The indefinite closure of colleges in the State due to the ongoing protest against Sri Lankan war crimes has put many teachers in a dilemma.

While most say the closure is justified, considering the protests were intensifying day by day, they also believe classes need to commence soon for the semester to end on time.

This Monday, practical exams of students in science colleges and exams to test communication abilities of students in arts colleges were to begin. With the colleges closed, they now stand postponed.

Members of the Tamil Nadu Government College Teachers’ Association said they shared the sentiments of the protesting students but they hoped the colleges reopened soon. “We teach the student every day and it feels good to see them questioning human rights violations. But we also need to note that the first casualty of any disturbance in Sri Lanka is the activity in colleges here,” said M. Ravichandran, a senior professor at a college.
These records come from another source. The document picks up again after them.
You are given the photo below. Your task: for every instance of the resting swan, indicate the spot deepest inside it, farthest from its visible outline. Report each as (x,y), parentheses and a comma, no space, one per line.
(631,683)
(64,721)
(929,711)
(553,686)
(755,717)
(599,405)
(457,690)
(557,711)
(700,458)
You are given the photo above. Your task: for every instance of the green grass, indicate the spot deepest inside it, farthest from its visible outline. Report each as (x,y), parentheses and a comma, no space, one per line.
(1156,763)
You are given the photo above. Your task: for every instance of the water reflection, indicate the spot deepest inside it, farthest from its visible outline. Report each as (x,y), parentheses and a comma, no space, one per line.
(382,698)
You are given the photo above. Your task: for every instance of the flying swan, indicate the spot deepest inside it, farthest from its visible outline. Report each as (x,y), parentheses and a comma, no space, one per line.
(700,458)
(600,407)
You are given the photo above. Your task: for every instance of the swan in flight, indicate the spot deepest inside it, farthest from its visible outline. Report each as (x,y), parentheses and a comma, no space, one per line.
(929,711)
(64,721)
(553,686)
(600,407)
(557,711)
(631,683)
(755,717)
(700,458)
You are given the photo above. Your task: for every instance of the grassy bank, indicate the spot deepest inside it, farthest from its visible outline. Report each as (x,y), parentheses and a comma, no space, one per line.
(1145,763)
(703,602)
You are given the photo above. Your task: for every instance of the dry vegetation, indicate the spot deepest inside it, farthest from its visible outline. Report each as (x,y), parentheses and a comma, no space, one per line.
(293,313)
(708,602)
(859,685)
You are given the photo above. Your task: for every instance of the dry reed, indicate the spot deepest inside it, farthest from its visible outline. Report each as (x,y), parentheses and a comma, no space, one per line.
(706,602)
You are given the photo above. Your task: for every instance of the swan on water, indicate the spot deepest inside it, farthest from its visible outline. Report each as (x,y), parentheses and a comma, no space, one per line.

The association has sent a letter to Prime Minister Manmohan Singh asking him to look into the issue at the earliest.

L. Prathaban, general secretary of the association said, “It is not fair to question the closure of colleges during the protests and we understand the State government has done it to maintain law and order. We urge the Union government to take note of the issue, and ensure peace returns to our college campuses soon.”

“Academic activity was at its peak when the protests began. It will take time for students and teachers to get into the preparation mode, even after classes start,” said a senior professor at a law college. Teachers have 180 working days every academic year, divided between two semesters, and exams cannot begin unless those days are completed, he explained.

Teachers say theory exams, scheduled to begin around April, are also likely to be postponed. “This might cause a delay in results. Also, the evaluation of results will have to be sped up, which is not good,” said R. Madhusudhan, an assistant profesor at a college.

Engineering colleges are in a tighter bind. “The last phase of campus recruitments started this month and many companies had agreed to visit campuses, only after a great deal of negotiation. Now their visits stands cancelled too,” said a placement officer of a private college.

Some company officials had agreed to conduct interviews on their own premises or hotels, but college managements say they cannot afford not agree to pay for the exorbitant costs potential employers charge for this. asked by the employers. Also, students from other states and districts have left for their hometowns because the colleges are now closed.

“A lot of these companies are from the core engineering sector, looking to fill vacancies as soon as possible. It is very likely that they might go to other States to finish their recruitment,” said R. Selvan, principal of an engineering college.

The delay in the arrival results of students in colleges affiliated to Anna University had already left students with little time to focus on their semester exams which begin next month. “The curriculum of this semester is not over yet and those with arrears in the last semester found out their results rather late. Many students are in a fix now as their next set of exams is due to begin soon,” said S. Anbuthambi, an engineering student.